Saturday, February 6, 2021

Yellow Birds and Boats

Luckily I had some spare time this week to get started on the Rainbow Scrap Challenge colour of the month, yellow, before we head away on a three week road trip.  I couldn’t find much yellow at all in my baskets, but luckily there were some small pieces I could use on my blocks.  Three yellow birdies got sewn, then I sat outside in the warm sunshine and stitched their little black legs on.  I laid them on the floor for a photo, and guess who arrived and plonked herself right down on top of those little birds!  If the birds were real they wouldn't have stood a chance with our big white hunter on the prowl.



With their feathered friends

How about some yellow boats?  These are nice simple blocks to stitch, and will eventually become a boy’s donation quilt.


Three yellow boats

As mentioned, we will be away on a caravan trip for the next three weeks, so I won't be doing any more RSC sewing till we return home at the beginning of March.  Here in New Zealand we usually enjoy nice settled weather in February, so I’m looking forward to a little stitching outside in the warm sunny weather in camp.  Some of the places we will be visiting are “new to us”, as well as some old favourites.  I’ll keep you posted.

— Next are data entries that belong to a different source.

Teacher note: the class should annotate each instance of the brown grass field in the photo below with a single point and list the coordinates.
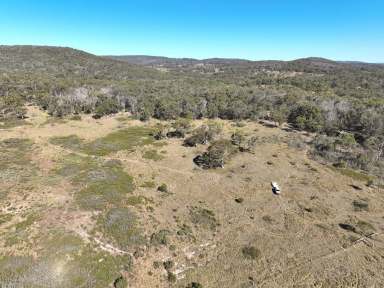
(86, 211)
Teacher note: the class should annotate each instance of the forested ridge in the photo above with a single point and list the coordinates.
(343, 102)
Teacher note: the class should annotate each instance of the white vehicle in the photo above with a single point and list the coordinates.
(275, 188)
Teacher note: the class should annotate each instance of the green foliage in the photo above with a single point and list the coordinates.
(163, 188)
(106, 106)
(152, 155)
(125, 139)
(203, 134)
(203, 217)
(306, 116)
(160, 238)
(250, 252)
(121, 226)
(216, 156)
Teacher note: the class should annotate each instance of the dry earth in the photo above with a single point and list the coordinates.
(324, 230)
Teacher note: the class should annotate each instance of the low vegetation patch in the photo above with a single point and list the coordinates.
(152, 155)
(250, 252)
(121, 226)
(125, 139)
(99, 183)
(203, 217)
(216, 156)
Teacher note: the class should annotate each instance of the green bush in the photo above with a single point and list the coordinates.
(306, 117)
(216, 156)
(106, 106)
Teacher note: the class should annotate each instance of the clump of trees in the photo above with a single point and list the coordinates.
(306, 116)
(204, 134)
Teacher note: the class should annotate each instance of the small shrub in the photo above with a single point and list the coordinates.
(360, 205)
(203, 134)
(203, 217)
(168, 265)
(306, 116)
(120, 282)
(160, 238)
(216, 156)
(194, 285)
(250, 252)
(171, 277)
(163, 188)
(106, 106)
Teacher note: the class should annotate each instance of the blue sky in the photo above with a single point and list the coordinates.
(274, 29)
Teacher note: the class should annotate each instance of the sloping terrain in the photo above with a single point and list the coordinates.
(101, 203)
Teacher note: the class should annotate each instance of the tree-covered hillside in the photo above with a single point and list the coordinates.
(314, 94)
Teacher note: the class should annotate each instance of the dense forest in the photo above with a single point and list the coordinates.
(343, 102)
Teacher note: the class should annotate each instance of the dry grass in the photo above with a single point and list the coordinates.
(102, 198)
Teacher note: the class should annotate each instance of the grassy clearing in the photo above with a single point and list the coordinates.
(120, 225)
(100, 183)
(12, 123)
(72, 142)
(356, 175)
(20, 231)
(148, 184)
(15, 161)
(203, 217)
(152, 155)
(65, 261)
(138, 200)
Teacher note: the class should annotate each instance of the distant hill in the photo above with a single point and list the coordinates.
(314, 64)
(66, 61)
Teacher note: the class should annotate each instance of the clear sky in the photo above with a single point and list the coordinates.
(268, 29)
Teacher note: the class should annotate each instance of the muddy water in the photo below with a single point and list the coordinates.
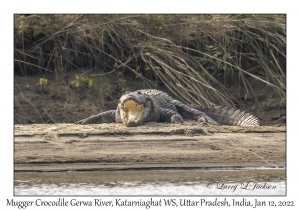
(258, 181)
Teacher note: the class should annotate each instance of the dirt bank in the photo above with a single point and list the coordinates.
(62, 147)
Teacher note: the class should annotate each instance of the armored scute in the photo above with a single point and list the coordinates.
(151, 105)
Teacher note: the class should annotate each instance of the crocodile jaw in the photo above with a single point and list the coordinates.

Thursday, February 4, 2021

Sew Wot Tuesday

Our group has just had our first Sew Wot get-together for 2021, and we met at Helen’s home in the lovely rural setting.  Carol’s birthday is coming up fast, and she had a lovely gift to open.  What did she get?  Looks like some fabric plus a pack of fancy fruit tea which she likes to drink.


Happy Birthday Carol

With such a long break over Christmas/New Year there was always going to be a great selection of Show and Tell.  Heather started off with her little dollies and bears tucked into pockets, and admitted it was started for her daughter 40 years ago!  Not to worry, good things take time, don't they, and it is finally finished now.


Finished at last

Mary had two lovely projects to show us.  First was her EPP top, in gorgeous colours.  And next was a lovely quilt made with squares with a vintage feel, with the blocks crocheted together.  This is rather special as Mary was using crochet cottons from our member Rae, who had passed away.


Mary’s beautiful work


Sandra and Carol admiring the crotched edge quilt

Helen then showed us her Lucy Boston hand pieced quilt, which has a lot of memories.  The fabrics were purchased in London from the famous Liberty shop, and she cleverly used the selvedges from these pretty fabrics in the label.


Helen’s Lucy Boston

Sandra had two quilts to show us.  First was a very striking braid quilt, and next was a log cabin variation.  Great work on both of them.


Sandra has been busy too

And guess who is going to be welcoming a new baby boy into the family?  Helen has been knitting up a storm for the new arrival, plus a warm cozy jumper for the baby’s big brother.


Helen’s baby knitting

I had taken along some finishes too, pink donation quilt, spools wall hanging at the cat quilt.


My Show and Tell

We all enjoyed a wonderful morning tea, scones with jam, afghan biscuits and shortbread, made with the recipe from our Sew Wot member Rae, who is no longer with us.  I make Rae’s shortbread too, and I’m always so pleased how well it turn out.

Then we said our farewells and started for home, it’s always so nice to catch up with the ladies.  Sadly, I won’t be able to attend the next couple of Sew Wot mornings as we will be away on a caravan road trip.  But I’ll have my stitching and knitting with me, in case I have some spare time in-between traveling and sight seeing.